Mayweather vs. Canelo: Mapping Out Each Fighter's Road to Victory

Andrew GouldFeatured ColumnistSeptember 12, 2013

NEW YORK, NY - JUNE 24:  Floyd Mayweather speaks to the media as Canelo Alvarez  looks on during a news conference at the Pedestrian Walk in Times Square on June 24, 2013 in New York City. Floyd Mayweather and Canelo Alvarez are scheduled to fight September 14 at the MGM Grand in Las Vegas, Nevada to unifty their junior middleweight world titles.  (Photo by Mike Stobe/Getty Images)
Mike Stobe/Getty Images

Floyd Mayweather and Saul "Canelo" Alvarez must each take drastically different routes to victory when they clash on Saturday, Sept. 14.

Each fighter enters the weekend's marquee fight with a goose egg in the loss column. Mayweather sports a sparkling 44-0 record with 26 knockouts while Alvarez is 42-0-1 and looking to solidify himself as one of boxing's elite competitors.

There isn't one universal blueprint to success, though, with Mayweather relying on his agility, defense and experience, while his younger foe will look to land a deafening blow.

Here is what each boxer must do in order to get his hand raised in the middle of the ring in Las Vegas.

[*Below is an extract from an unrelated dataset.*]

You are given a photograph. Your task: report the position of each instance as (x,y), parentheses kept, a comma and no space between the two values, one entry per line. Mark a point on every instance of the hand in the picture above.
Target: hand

Note: All statistics are courtesy of CompuBox.


Mayweather: Ride Veteran Savvy to Victory by Decision

For all his glitz and glamour orchestrated outside the ring, Mayweather is the sport's smartest, most calculated pound-for-pound boxer.

A stout defender, Mayweather uses his quickness to avoid taking a pummeling. His opponents have landed just 17 percent of their punches, while Alvarez's opponents connect 24 percent of the time.

For all of Mayweather's greatness, he does not knock out many opponents. Only two of his last nine bouts have ended by way of knockout, which is fine for a masterful tactician who can control fights from Michael Buffer's "let's get ready to rumble" declaration to the final bell.

That's not to label him a weak attacker; Mayweather connects on 41 percent of his jabs and power punches. The 36-year-old picks his spots well and slowly grinds away at his opponents, even if it doesn't result in a drop to the canvas. 

He'll lose a brawl, so Mayweather must stretch out the fight to its limit and gradually wear Alvarez down. Rather than going for the photo finish, Mayweather needs to wait Alvarez out and let his experience propel him to a strategical victory by decision.

It's not the flashiest way to win, but it's gotten Mayweather this far, so why change now?


Alvarez: Go Big or Go Home

If Mayweather is driving down the highway to a prudent victory, Alvarez must slam on the pedal and come with everything in his might.

While Alavarez is a competent defender in his own right, he can't match Mayweather's skill there. If the winner is left up to the judges, Mayweather will probably emerge victorious.

Canelo will have to force the issue if he has any chance at prevailing. The 23-year-old has to become the aggressor, landing as many critical blows as possible to set up a knockout strike. 

The best power puncher around, Alvarez has connected on 52 percent of his power punches, which excludes jabs from the calculation. Including jabs, his total connection percentage of 42 still hovers an inch above Mayweather's mark.

Mayweather must go to the floor for Alvarez to hand "Money" his first career defeat.

Most prognosticators are discounting his chances of winning anyway, so Alvarez should play the hungry underdog with nothing to lose but everything to gain. There isn't anybody more dangerous than someone not afraid of losing.